Accepted paper: Bayesian single-exponential rates

Happy news for me today: a (very, very long) paper of mine was accepted for publication today in the Journal of Physical Chemistry B. The impact on science is small, even as important as I think the topic is, but the impact on my career could be huge.

The paper describes a method for estimating the rate of some process essentially by counting the number of times the process occurs. The analogy I like to use is of a road: one plants by the side of the road (lawn chair and cooler are mandatory, just as for those computing rates in molecular simulation) and counts the number of cars that pass in some time period. One estimate of the rate is to take the number of cars that pass and divide by the time period. For instance, if the number of cars was 120 and the time period was 12 hours (this is not a busy road), then one might say the rate is 10 cars per hour.

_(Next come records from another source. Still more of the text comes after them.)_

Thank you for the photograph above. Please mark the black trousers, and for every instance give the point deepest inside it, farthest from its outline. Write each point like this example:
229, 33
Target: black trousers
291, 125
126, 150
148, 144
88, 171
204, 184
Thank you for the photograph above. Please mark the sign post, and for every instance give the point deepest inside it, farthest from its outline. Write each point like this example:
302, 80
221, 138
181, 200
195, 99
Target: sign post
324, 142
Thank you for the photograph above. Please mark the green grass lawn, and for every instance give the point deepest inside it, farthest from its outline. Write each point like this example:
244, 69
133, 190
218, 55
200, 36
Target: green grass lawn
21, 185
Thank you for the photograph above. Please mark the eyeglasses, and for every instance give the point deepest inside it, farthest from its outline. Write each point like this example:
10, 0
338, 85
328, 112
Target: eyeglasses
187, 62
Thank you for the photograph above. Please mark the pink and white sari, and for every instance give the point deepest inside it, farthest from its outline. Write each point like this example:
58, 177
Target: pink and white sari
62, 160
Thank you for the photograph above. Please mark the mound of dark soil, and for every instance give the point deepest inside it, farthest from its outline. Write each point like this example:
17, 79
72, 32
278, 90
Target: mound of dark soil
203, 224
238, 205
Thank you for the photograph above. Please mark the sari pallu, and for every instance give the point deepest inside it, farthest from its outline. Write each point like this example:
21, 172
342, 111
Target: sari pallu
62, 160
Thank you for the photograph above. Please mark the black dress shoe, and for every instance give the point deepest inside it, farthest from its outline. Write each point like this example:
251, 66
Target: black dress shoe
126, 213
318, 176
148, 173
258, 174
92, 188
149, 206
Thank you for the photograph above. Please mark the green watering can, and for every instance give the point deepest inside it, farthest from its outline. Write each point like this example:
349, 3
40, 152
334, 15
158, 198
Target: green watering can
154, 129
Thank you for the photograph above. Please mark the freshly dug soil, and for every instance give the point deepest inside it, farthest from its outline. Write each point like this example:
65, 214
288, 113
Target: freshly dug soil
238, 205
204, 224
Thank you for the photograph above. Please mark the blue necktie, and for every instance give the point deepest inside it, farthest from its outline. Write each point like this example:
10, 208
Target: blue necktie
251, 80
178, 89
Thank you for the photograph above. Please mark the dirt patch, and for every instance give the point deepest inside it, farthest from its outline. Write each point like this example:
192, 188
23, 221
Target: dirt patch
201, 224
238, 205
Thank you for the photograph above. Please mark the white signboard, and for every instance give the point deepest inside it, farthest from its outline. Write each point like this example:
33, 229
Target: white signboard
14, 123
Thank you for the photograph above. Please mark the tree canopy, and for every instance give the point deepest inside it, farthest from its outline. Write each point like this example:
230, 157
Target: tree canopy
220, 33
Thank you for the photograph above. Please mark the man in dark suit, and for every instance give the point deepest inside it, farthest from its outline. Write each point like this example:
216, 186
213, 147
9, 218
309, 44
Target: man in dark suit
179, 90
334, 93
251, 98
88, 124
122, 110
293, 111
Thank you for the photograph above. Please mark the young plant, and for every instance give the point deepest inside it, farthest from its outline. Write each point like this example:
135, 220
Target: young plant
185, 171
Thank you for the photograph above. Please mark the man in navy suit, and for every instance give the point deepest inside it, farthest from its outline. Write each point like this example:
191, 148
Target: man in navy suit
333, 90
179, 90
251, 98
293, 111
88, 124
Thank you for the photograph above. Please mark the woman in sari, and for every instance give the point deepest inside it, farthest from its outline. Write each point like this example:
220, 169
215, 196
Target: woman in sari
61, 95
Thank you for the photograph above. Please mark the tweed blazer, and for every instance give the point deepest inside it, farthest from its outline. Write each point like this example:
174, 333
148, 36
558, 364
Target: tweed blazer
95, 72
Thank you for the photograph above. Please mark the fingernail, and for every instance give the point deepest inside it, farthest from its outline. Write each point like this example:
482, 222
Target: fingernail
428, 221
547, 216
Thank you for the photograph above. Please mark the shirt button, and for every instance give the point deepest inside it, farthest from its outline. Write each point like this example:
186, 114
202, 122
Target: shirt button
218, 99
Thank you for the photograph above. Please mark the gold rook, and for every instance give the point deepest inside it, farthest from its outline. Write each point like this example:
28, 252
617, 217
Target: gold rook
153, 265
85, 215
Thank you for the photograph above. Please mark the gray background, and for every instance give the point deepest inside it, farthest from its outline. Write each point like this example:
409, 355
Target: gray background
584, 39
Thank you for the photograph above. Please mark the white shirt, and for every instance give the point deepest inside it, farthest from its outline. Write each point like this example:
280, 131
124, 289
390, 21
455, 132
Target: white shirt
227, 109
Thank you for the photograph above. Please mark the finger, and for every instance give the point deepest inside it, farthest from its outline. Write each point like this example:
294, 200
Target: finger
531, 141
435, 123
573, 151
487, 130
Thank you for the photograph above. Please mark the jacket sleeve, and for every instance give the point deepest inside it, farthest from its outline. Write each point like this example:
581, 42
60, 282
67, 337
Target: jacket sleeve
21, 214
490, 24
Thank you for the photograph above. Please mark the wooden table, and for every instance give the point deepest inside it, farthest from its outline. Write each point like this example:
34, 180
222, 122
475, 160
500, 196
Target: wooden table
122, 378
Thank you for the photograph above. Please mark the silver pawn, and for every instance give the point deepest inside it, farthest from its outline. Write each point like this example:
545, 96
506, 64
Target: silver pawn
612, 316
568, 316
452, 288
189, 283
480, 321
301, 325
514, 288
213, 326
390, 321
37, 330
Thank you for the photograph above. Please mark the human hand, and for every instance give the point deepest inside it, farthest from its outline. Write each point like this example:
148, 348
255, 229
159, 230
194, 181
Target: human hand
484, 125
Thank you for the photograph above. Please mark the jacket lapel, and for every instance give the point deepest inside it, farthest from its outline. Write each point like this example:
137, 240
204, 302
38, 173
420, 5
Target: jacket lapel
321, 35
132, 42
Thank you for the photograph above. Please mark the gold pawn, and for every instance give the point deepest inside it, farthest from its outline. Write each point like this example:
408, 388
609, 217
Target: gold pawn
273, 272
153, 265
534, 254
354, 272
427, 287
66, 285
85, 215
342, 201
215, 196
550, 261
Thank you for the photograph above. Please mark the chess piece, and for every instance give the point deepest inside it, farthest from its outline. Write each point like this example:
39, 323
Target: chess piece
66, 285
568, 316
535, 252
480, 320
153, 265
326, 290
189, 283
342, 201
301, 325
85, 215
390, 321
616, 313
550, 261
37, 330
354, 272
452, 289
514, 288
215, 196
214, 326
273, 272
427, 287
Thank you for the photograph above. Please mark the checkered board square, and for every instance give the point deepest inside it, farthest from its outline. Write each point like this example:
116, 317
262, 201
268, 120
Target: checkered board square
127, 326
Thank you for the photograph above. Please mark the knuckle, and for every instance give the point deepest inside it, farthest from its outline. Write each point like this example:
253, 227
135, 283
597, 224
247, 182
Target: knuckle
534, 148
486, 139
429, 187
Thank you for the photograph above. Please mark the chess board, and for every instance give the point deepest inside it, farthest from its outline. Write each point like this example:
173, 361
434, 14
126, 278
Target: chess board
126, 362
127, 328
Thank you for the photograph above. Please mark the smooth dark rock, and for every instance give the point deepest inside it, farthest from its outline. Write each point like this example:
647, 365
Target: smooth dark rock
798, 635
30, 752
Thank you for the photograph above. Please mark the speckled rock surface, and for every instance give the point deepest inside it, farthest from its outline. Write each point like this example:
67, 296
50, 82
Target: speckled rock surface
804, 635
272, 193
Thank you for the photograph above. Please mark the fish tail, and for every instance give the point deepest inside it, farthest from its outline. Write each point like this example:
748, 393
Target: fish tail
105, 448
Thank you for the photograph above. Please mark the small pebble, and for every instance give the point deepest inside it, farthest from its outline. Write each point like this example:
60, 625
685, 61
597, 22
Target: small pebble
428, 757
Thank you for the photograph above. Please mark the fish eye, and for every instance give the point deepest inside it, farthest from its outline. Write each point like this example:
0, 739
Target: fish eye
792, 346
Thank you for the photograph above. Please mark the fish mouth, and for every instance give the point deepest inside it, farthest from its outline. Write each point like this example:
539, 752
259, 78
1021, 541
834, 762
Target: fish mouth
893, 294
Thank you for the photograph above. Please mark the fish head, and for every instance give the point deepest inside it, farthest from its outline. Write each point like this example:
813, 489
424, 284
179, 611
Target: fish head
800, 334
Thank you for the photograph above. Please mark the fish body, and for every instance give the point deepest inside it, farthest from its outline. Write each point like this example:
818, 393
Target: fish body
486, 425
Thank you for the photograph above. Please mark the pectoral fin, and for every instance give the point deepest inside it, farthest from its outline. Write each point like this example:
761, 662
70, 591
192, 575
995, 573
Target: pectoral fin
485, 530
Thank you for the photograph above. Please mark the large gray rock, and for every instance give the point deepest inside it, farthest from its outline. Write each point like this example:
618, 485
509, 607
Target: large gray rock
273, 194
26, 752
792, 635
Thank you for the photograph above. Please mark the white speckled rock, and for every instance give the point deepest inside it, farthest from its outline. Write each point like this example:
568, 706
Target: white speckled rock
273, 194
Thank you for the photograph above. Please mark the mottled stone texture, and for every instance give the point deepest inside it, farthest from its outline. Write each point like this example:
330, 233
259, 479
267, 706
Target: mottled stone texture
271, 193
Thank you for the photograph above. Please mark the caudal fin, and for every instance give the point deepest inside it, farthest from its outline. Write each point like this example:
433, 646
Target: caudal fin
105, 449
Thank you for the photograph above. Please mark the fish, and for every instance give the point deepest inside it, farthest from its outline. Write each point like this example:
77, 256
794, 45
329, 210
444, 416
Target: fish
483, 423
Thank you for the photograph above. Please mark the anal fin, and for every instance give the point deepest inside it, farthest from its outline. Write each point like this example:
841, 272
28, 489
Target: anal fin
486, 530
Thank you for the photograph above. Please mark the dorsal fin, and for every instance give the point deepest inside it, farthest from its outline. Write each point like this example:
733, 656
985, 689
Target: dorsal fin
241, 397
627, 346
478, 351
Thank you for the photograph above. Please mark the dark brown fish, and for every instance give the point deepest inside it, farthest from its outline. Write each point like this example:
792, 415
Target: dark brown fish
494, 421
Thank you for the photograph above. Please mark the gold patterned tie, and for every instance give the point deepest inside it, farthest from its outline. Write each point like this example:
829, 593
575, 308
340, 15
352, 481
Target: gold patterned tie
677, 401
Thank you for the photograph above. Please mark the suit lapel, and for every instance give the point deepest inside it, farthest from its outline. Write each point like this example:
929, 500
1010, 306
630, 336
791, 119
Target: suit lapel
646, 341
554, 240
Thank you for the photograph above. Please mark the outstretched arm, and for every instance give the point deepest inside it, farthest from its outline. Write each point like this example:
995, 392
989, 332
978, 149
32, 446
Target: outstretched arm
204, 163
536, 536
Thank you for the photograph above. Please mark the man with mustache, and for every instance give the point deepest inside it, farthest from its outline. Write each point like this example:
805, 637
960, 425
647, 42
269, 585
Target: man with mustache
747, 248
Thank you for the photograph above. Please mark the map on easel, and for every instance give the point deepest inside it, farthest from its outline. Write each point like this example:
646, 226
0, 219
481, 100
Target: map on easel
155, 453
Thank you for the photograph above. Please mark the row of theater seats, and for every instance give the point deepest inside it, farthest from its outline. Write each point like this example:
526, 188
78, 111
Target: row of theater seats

This could be the same with molecular simulation. My real job is to direct computers to run simulations of protein folding. We make models of the proteins in unfolded states, then let them evolve according to Newton's laws of motion; with the luck of statistical mechanics, some of them reach folded states. Say that I observed 10 folding events in 100 microseconds; then an estimate of the rate would be 1 folding event every 10 microseconds, same as with the cars.

Interestingly, the division method (in this case also known as a maximum likleihood estimate) is not necessarily the best method for estimating a rate. For one thing, this and similar methods provide only point estimates of the rate and do not reflect our uncertainty as to how good the estimate is. To illustrate, imagine observing a road for 1 second and seeing no cars pass; clearly a rate of 0 cars per second (minute, hour) is not a good estimate of the rate. We would prefer a way to know how good our point estimate is.

For this purpose, we can compute a probability distribution of the rate, which describes our beliefs about the rate. That is, we assign a probability to each possible value of the rate. These probabilities in turn describe how surprised we would be, after making an observation, that the true rate would turn out to be any number. If we had made lots of observations (many cars in some long time period) then the probability distribution would be very sharp: we would and should be very surprised to find that the true value is different from the maximum likelihood estimate (number of observations divided by time period) if we have lots of data.

In contrast, if we have a little bit of data--no cars in 1 second--then our probability ends up being not sharp but broad. With silly data like this, we would not be surprised to find that the true rate is anything. This is because the maximum likelihood estimate should not be taken seriously given such a small amount of data.

The manner in which probability distributions of the rate are built is Bayesian inference, that method of statistics that allows things with "true" values like protein folding rates to take on probabilities which reflect our belief that the true value is within some range. As I show in the paper, these methods quite naturally show what is intuitive above: that lots of data gives sharp, reliable estimates and that a tiny bit of data gives poor estimates. Intuition can be made systematic.

Most fun, I can use the methods in the paper to calculate my future performance. I have three papers this year (so far, anyway). If everything stays the same, the probability that I publish between 2 and 5 papers next year is about 59 %. (I call this state "quantitative professional scientific happiness," or QPSH, come up with your own pronunciation) What's more, the probability that I publish less than 2 papers next year is only 14 %. The probability that I publish more than 5 papers is a little more than 26 %.

So you should be more surprised, if everything stays the same, if I publish more than 5 papers next year than if I publish between 2 and 5. You should be even more surprised if I publish less than 2. But who knows if everything will stay the same? Perhaps we should always be surprised?